The hope of the resurrection becomes real at the moment of one’s passing. Seeing the frailty of an unresponsive body hooked up to life support imparts an understanding that this is not the end. It is not the telos of life but the gateway to a much more glorious life. But how do we express that? We do not need to, for the tradition of the Church says it for us: “Keep our brother… in the company of all your saints and, at the last, raise him up to share with all your faithful people the endless joy and peace won through the glorious resurrection of Christ our Lord.”[2] The Church spoke for us through her minister and her prayer book as our own words failed us.

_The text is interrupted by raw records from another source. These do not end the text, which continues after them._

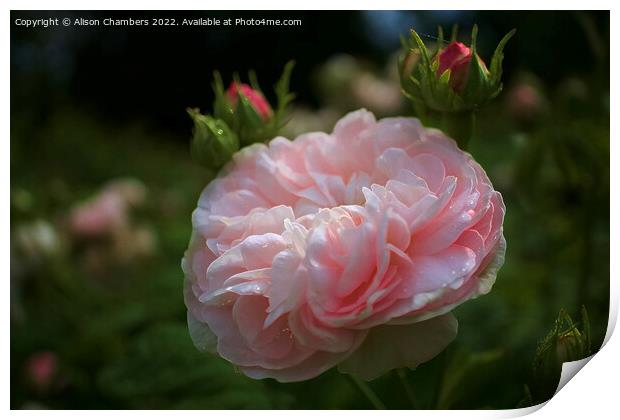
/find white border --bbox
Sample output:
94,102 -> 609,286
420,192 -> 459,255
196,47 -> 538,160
0,0 -> 620,420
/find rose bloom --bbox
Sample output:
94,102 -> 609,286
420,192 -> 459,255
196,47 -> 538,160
226,82 -> 273,120
182,110 -> 505,382
435,41 -> 486,92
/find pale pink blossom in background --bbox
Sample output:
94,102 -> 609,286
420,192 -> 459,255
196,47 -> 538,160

As the pastor administered last rites at my grandfather’s passing from darkness into light, I witnessed something that defied any theoretical training on theology and liturgy. The historic liturgies of the church transformed that stark hospital room of death into a place of life and light. The liturgy provided us with structure in a listless moment; it provided us hope in a hopeless case. God is not bound to the liturgy, but through the liturgies of his church he became known to us in a way that was as real as the sacraments are tangible.

For those of us who are parents, whether spiritual or material, this is a lesson we ought to take to heart. I discovered in that hospital room that the fruit of liturgical catechesis is not often realized in the day-to-day moments, nor is it normally recognized in the weekly Eucharistic celebrations. Yet, those daily and weekly liturgies form us in ways that come to bear experientially. The liturgy gives us a lifeline that buoys us up when all else seems to have failed. The ancient prayers of the church embed themselves within us, and speak when we have no words. Do not give up the formational power of the liturgy – lean into it. The gravity of that liturgical catechesis is made manifest at the deathbed.

  1. Lutheran Book of Worship, (Minneapolis: Augsburg Publishing House, 1978), 211.
  2. Lutheran Book of Worship, 212.

Jay Thomas

The Rev. Jay Thomas is the Rector of St. Mark's Anglican Church in Moultrie, Georgia.